Max Brooks’ brilliant zombie apocalypse novel has been crunched into an action movie template, given a tremendous blockbuster gloss and lit with Brad Pitt’s star wattage.
There is little humour and not much sentimentality but the performances full of conviction and provide an anchor for the action.
It keeps the real world sense of the book while shedding its multi-storied narrative.
Pitt remains a charismatic screen presence but beyond generic action man qualities, no great acting range is required of him.
He plays Gerry Lane, a UN investigator on a mission to save what’s left of the human race after a sudden, devastating zombie attack.
No one knows where or how the zombie pandemic originated but the globe’s cities are abandoned after the lightning fast and murderous onslaught of the undead.
Leaving his wife Karin (Mireille Enos) and daughters Connie (Sterling Jerins) and Rachel (Abigail Hargrove) in the supposed safety of a US aircraft carrier, Lane flies around the world looking for a cure for what is assumed to be a virus.

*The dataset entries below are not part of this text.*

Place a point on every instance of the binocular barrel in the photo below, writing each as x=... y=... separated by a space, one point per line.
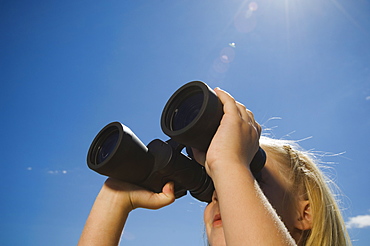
x=190 y=118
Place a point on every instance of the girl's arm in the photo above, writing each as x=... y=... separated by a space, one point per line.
x=111 y=208
x=247 y=216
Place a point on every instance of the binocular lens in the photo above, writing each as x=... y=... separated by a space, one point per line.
x=186 y=111
x=105 y=145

Moving swiftly from the US to South Korea, Israel and Wales, the blockbuster’s action sequences keep tumbling over one another like the many frenzied zombies at the walls of Jerusalem. That is one of the many thrilling sequences that are tense, violent and guaranteed to make you jump.
With much twitching, convulsing and moaning, the teeth-knocking monsters operate at two speeds: in the absence of prey they are in a moaning and shuffling semi-hibernation. When they attack they become a scary, swirling, swarm of flesh-hungry predators.
Some smart dialogue is scattered among the skin-crawling sound effects. This helps generate tension by hijacking your imagination to do the film’s dirty work for it.
Among the helicopters, transport planes and aircraft carriers, it unusually features soldiers who can shoot straight. Plus it presents sidekicks to provide fresh meat so we’re never sure who will survive.
Driven with a frantic energy and technical prowess, World War Z is is a exciting action adventure.
Though it’s preposterous by nature, the conviction of the players keep the spectacle grounded.
The plot holes widen alarmingly as the film struggles to conclude and though it struggles to maintain its ferocious pace, Z still keeps you interested until its surprisingly low-key ending.